Regardless of the motivation, the mechanisms for publishing are fairly limited. In addition to Datacite, the basic storage options are as follows: (1) selectively linked data (e.g. open access journal); (2) investigator’s home page; (3) investigator’s institutional repository; and (4) professional organization repository. Another less long-term but rather high impact means of dissemination is to offer your datasets as the basis for academic contests (student and otherwise) that are regularly held at many conferences. This is usually done by approaching a conference chair or steering committee and proposing a track of papers that would be the output of the contest results. In that way, your are perceived as the expert and you entice others to use your data in ways that you think are most appropriate. This is done by both setting the contest tasks and predefining the metrics by which it will be judged.
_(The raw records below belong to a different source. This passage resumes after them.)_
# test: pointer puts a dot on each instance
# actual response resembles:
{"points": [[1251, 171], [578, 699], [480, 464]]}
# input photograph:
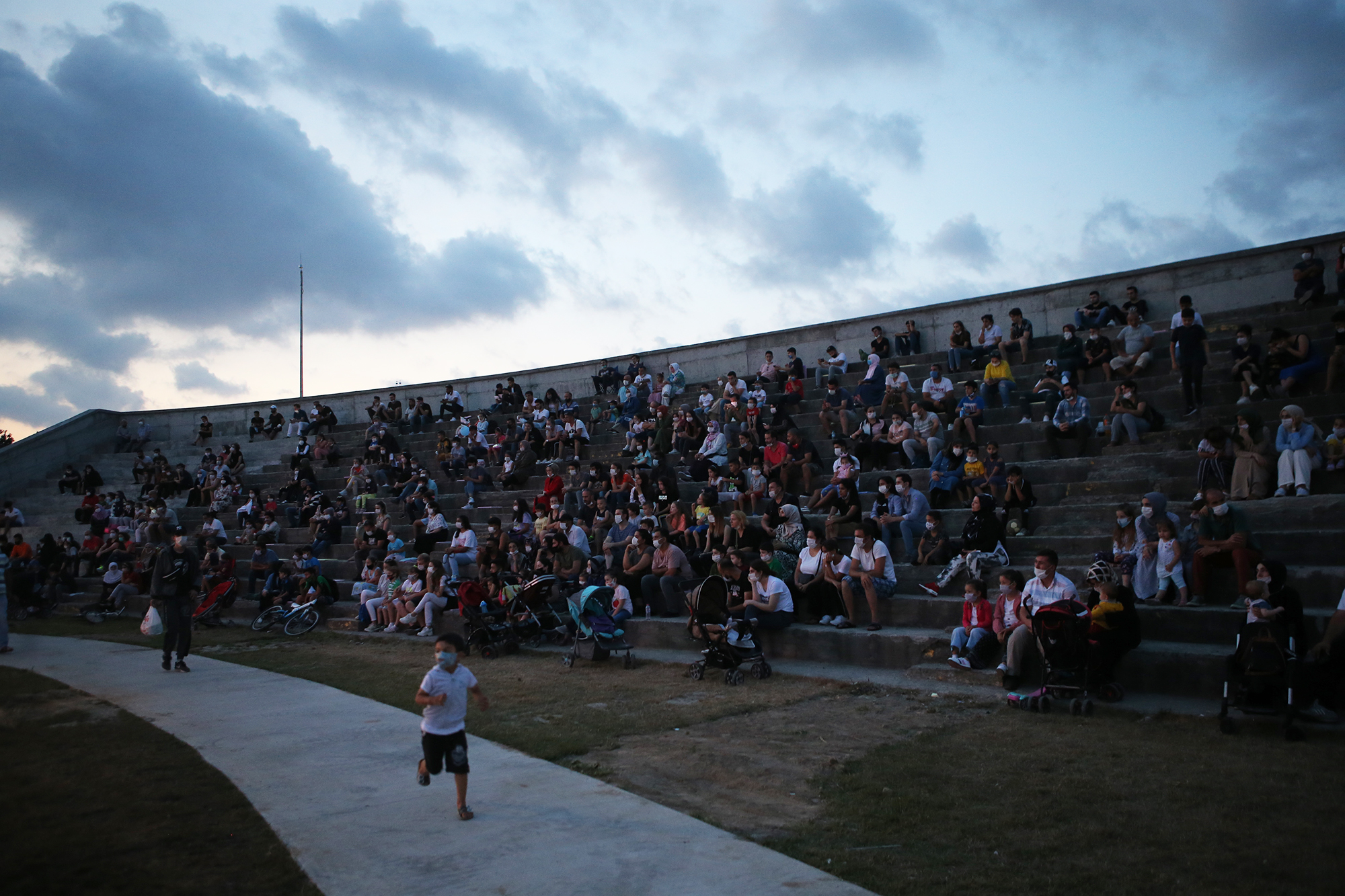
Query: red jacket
{"points": [[985, 614]]}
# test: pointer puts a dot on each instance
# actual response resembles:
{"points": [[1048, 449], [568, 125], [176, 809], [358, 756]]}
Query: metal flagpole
{"points": [[301, 327]]}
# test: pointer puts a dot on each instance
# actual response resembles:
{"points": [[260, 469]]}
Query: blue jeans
{"points": [[958, 356], [1005, 388], [1100, 319]]}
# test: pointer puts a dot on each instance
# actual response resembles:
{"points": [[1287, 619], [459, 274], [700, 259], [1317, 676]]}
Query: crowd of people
{"points": [[773, 509]]}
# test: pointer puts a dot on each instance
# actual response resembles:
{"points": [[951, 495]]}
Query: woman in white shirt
{"points": [[771, 604]]}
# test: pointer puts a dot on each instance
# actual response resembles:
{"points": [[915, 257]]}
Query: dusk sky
{"points": [[494, 186]]}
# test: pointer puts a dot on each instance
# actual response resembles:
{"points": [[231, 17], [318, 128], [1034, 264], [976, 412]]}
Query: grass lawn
{"points": [[98, 801], [902, 792]]}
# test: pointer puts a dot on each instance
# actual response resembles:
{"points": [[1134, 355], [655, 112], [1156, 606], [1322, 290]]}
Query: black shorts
{"points": [[446, 752]]}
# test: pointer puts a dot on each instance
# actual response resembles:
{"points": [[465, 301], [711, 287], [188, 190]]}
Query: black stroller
{"points": [[532, 615], [1261, 677], [599, 635], [1062, 631], [728, 642]]}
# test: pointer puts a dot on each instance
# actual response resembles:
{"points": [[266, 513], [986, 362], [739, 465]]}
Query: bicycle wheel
{"points": [[268, 618], [299, 623]]}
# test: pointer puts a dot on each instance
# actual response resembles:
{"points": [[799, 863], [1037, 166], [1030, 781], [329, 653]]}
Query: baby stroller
{"points": [[217, 600], [728, 642], [599, 635], [532, 615], [1261, 677], [485, 626], [1062, 631]]}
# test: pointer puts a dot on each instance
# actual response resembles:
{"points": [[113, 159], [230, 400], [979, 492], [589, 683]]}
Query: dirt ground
{"points": [[758, 774]]}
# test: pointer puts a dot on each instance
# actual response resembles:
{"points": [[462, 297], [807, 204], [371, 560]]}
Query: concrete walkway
{"points": [[336, 776]]}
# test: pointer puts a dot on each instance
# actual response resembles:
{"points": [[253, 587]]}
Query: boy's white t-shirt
{"points": [[622, 600], [451, 717], [868, 559]]}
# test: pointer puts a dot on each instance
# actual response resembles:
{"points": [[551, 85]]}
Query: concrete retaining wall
{"points": [[1217, 283]]}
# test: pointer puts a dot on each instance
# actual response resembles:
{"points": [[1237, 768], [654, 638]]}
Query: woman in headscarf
{"points": [[1153, 507], [786, 528], [872, 388], [981, 545], [715, 451], [677, 380], [1252, 458]]}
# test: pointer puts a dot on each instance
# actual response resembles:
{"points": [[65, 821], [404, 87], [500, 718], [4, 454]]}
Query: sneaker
{"points": [[1319, 713]]}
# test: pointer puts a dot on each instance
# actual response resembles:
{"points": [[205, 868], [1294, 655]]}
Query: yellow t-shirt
{"points": [[999, 370]]}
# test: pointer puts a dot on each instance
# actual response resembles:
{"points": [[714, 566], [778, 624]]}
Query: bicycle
{"points": [[297, 620]]}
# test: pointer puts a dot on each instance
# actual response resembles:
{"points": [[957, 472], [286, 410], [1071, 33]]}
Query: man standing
{"points": [[1044, 589], [174, 588]]}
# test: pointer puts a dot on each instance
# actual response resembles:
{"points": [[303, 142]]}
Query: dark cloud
{"points": [[849, 33], [196, 376], [964, 239], [1121, 236], [161, 201], [892, 136], [818, 224]]}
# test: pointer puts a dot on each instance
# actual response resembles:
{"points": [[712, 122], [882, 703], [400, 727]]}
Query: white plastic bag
{"points": [[151, 624]]}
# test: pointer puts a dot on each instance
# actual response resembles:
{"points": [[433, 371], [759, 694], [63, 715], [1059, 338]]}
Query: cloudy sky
{"points": [[489, 186]]}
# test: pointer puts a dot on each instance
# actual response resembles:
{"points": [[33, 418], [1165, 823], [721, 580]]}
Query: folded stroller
{"points": [[532, 615], [728, 642], [1062, 631], [1261, 677], [217, 600], [599, 637]]}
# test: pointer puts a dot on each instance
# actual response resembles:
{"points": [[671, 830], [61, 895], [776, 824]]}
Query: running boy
{"points": [[443, 693]]}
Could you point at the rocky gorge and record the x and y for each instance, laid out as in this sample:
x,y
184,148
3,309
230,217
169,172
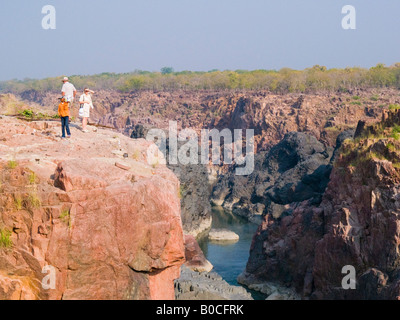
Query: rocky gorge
x,y
109,226
318,204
For over a decade, scholars at top institutions worldwide have been discussing the need to permanently archive (not just store) research datasets and the challenges associated with such storage (e.g. space, multi-mode indexing, mixed data granularity, widely varying file types, the simultaneous presence of two-dimensional, three-dimensional, and four-dimensional data, plus versioning control, and trust-worthiness). I believe, however, that with the help of the computer science community most of those issues will eventually sort themselves. What is, however, still needed is a major paradigm shift in thinking about datasets as highly valuable outcomes in and of themselves. Perhaps the next Google foray will be “Google data”. Happy archiving.